Moreover, studies reveal that around 70% of hairdressers develop occupational skin diseases—mostly hand dermatitis—during their professional lives with wet labor being among the primary contributors to sensitization [37, 48]. Continuous contact with water and moist environment weakens one's epidermal barrier and causes irritation, facilitating allergen's penetration and ultimately leads to the manifestation of contact dermatitis [37]. The initial stages of skin irritation and sensitive skin predispose the individual to develop an allergic reaction if triggered by a substance upon contact creating an inflammatory environment that fosters sensitivity [37, 49]. Consequently, one can postulate that the aforementioned effects and barrier disruption would be applicable for eyebrow‐water contact with subsequent irritation. We can conclude that the TGA present in the brow lamination technique can act on oxidative metabolism, thus leading to skin pigmentations and aging.

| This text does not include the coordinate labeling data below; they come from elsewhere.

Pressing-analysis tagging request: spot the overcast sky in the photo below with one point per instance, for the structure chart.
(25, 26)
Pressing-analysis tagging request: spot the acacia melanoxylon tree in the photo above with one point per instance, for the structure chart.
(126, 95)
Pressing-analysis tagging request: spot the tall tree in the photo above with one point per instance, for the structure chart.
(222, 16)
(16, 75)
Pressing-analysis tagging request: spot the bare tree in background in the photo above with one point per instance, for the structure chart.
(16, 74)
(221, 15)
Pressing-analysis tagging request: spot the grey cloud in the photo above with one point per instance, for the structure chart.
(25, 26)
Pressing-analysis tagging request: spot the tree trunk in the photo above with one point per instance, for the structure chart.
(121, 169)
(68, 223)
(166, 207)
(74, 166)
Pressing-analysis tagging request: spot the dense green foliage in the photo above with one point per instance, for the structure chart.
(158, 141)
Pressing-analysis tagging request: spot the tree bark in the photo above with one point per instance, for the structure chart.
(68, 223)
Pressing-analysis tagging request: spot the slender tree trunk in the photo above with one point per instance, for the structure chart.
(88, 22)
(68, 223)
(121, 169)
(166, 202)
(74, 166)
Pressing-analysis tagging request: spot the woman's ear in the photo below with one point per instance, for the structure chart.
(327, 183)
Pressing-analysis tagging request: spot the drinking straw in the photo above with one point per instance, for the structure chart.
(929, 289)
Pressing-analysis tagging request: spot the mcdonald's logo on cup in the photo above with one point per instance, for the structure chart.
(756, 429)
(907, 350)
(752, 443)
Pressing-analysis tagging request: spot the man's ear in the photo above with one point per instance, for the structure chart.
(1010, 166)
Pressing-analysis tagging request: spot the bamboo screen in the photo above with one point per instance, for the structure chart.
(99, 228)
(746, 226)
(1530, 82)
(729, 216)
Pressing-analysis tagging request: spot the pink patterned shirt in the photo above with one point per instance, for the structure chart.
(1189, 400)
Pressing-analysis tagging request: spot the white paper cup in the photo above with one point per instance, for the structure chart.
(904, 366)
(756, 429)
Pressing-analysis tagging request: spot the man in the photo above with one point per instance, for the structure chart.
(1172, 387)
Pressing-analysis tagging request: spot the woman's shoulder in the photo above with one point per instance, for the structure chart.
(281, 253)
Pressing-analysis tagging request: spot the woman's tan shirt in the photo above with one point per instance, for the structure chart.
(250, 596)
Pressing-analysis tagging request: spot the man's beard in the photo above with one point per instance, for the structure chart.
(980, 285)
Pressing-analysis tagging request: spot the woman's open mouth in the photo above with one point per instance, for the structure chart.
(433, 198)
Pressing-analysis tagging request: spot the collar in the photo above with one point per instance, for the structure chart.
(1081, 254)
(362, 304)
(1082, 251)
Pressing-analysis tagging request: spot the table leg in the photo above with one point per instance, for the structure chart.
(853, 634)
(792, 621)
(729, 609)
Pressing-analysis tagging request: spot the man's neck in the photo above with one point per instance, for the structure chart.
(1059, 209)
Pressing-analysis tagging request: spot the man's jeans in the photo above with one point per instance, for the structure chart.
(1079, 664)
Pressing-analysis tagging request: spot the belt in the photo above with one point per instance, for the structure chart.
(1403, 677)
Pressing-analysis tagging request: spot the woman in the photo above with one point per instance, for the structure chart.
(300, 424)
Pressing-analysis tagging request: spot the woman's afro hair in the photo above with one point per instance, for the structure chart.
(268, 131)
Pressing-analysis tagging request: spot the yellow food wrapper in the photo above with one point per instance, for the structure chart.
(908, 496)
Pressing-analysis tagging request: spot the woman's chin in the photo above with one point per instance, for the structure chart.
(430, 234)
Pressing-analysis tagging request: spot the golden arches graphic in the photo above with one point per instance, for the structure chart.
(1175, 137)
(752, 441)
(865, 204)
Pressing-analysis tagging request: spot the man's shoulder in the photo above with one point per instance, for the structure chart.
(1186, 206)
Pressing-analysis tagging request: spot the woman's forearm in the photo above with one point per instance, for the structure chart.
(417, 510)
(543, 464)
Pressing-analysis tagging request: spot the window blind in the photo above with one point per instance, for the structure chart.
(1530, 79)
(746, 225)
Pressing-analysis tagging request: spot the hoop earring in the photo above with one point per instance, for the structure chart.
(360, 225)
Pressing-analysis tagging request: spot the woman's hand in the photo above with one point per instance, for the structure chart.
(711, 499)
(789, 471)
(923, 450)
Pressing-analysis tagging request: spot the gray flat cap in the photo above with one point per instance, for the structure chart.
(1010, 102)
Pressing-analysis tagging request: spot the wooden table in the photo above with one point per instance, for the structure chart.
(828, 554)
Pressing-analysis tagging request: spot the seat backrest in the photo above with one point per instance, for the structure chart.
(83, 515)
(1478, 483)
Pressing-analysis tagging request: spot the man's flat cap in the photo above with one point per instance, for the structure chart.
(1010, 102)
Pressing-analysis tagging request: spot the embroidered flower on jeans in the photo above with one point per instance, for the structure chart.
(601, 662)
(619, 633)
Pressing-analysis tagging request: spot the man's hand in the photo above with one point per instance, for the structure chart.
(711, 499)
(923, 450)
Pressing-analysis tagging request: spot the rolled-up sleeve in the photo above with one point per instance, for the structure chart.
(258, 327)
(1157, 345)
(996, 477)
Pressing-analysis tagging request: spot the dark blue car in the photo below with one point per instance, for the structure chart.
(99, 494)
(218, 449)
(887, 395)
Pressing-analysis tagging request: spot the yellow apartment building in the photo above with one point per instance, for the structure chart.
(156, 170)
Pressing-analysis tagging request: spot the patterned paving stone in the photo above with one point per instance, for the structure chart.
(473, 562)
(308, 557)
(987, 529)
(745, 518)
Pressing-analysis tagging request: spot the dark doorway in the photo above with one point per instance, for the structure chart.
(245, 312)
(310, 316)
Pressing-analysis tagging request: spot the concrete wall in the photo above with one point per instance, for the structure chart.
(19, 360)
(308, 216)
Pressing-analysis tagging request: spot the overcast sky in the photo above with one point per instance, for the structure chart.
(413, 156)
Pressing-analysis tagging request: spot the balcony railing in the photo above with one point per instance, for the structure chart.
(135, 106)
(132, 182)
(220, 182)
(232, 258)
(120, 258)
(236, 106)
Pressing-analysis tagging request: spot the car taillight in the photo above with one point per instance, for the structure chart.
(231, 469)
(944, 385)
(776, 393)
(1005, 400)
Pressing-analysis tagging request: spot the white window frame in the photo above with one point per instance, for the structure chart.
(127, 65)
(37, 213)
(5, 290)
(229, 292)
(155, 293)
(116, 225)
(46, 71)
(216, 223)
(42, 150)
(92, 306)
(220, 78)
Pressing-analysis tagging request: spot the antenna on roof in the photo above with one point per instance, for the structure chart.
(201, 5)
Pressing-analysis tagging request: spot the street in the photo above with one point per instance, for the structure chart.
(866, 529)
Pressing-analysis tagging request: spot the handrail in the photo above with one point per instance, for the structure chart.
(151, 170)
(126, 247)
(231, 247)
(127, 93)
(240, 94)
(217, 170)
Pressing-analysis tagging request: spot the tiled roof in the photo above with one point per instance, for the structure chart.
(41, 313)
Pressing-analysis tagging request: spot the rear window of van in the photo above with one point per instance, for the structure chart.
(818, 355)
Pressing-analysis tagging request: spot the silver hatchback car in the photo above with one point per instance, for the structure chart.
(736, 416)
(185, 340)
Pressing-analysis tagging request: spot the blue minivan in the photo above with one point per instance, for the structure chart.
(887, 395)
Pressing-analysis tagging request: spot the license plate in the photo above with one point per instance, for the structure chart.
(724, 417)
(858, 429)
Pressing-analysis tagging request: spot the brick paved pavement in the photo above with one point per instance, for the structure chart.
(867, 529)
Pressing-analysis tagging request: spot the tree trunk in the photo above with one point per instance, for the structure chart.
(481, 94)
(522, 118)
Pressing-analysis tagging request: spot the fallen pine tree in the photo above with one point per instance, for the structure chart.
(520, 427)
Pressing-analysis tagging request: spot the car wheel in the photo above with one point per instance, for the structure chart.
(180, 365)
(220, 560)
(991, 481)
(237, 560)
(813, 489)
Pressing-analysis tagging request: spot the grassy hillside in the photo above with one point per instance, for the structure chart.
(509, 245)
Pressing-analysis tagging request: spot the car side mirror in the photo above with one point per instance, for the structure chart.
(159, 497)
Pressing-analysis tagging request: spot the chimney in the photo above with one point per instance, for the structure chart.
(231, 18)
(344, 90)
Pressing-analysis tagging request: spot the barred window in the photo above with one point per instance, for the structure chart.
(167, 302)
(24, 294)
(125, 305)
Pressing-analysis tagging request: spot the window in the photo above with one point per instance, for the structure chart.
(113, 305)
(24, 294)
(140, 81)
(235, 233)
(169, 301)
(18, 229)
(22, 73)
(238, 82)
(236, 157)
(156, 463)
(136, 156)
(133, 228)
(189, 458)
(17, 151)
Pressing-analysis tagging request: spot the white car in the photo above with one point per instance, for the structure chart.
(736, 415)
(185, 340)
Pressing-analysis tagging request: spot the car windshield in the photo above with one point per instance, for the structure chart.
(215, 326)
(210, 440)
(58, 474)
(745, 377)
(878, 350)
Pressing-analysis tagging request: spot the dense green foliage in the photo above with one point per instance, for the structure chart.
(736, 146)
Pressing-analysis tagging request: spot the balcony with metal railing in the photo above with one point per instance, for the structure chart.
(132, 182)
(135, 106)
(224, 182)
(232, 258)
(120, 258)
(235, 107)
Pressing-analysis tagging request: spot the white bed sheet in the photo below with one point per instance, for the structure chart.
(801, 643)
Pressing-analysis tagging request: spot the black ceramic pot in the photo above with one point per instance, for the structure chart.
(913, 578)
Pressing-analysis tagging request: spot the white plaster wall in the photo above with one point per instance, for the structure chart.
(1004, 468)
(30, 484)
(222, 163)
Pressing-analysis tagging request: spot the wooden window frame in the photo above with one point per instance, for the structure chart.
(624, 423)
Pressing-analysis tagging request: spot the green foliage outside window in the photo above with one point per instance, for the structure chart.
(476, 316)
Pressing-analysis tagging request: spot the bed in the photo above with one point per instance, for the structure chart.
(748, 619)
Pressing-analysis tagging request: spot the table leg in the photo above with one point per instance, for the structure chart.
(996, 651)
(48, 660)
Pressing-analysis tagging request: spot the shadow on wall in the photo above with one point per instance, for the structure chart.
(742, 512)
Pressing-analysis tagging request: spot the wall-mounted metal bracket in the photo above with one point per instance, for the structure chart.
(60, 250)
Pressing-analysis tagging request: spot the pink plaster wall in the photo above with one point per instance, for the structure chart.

It is also important to discuss the phototoxicity in people trying brow lamination. There is an intricate relationship between ROS and photoaging; Ultraviolet A (UVA) and ultraviolet B (UVB) both stimulate nicotinamide adenine dinucleotide phosphate (NADPH) oxidase and mitochondrial electron transport chain (ETC) or advanced glycation products, respectively, leading to the synthesis of superoxide radicals (O2⁻), while only UVA reacts with riboflavin and porphyrin—endogenous chromophores—resulting in the production of singlet oxygen (1O2) [50, 51, 52]. Hence, in hope of limiting skin aging effects and improving the body's defense against free radicals, the use of antioxidants, like ascorbic acid, tocopherols, and polyphenols may prove to be beneficial [50]. Thus, it is important to shed light on the potential sun‐induced irritation after the application of thioglycolates compounds. Figure 1 provides a summary of the transdermal absorption of thioglycolate compounds with their respective effects at the level of the skin.

The absorption of thioglycolate compounds with their subsequent effect at the level of the skin.

3. Brow Lamination and the Structure of Eyebrow Hair

3.1. Structure of Eyebrow Hair

The hair follicle contains epithelial keratinocytes in the outer root sheath (ORS) and mesenchymal cells in the dermal papilla and dermal sheath, which work together to regulate hair growth. Hair is mainly composed of keratin (about 90%) with a small amount of lipids (1%–9%) (Figure 2) [51, 52]. Keratin, rich in cysteine, forms the hair's structure through disulfide bonds that influence its strength, flexibility, and shape [52]. Hair follicles are crucial in skin and follicle regeneration through a self‐renewing system of epithelial stem cells located in the bulge of the ORS [51, 52]. These stem cells can proliferate and differentiate, aiding in the regeneration and maintenance of skin and hair follicles [51]. In understanding the intricate cellular composition of hair follicles and their crucial role in hair growth and regeneration, it becomes apparent how external factors, such as chemicals found in brow lamination treatments, can disrupt this delicate balance, potentially leading to adverse effects on hair health (Figure 2) [10]. TGA and its derivative, ATG are frequently employed in hair straightening procedures, including perms and relaxers, where they serve as essential reducing agents [10]. According to Zabashta and colleagues' research in 2012, TGA molecules primarily penetrate the disordered regions within the hair fibrils, which are the favored sites for disulfide bond breakage and reformation (Figure 2) [53].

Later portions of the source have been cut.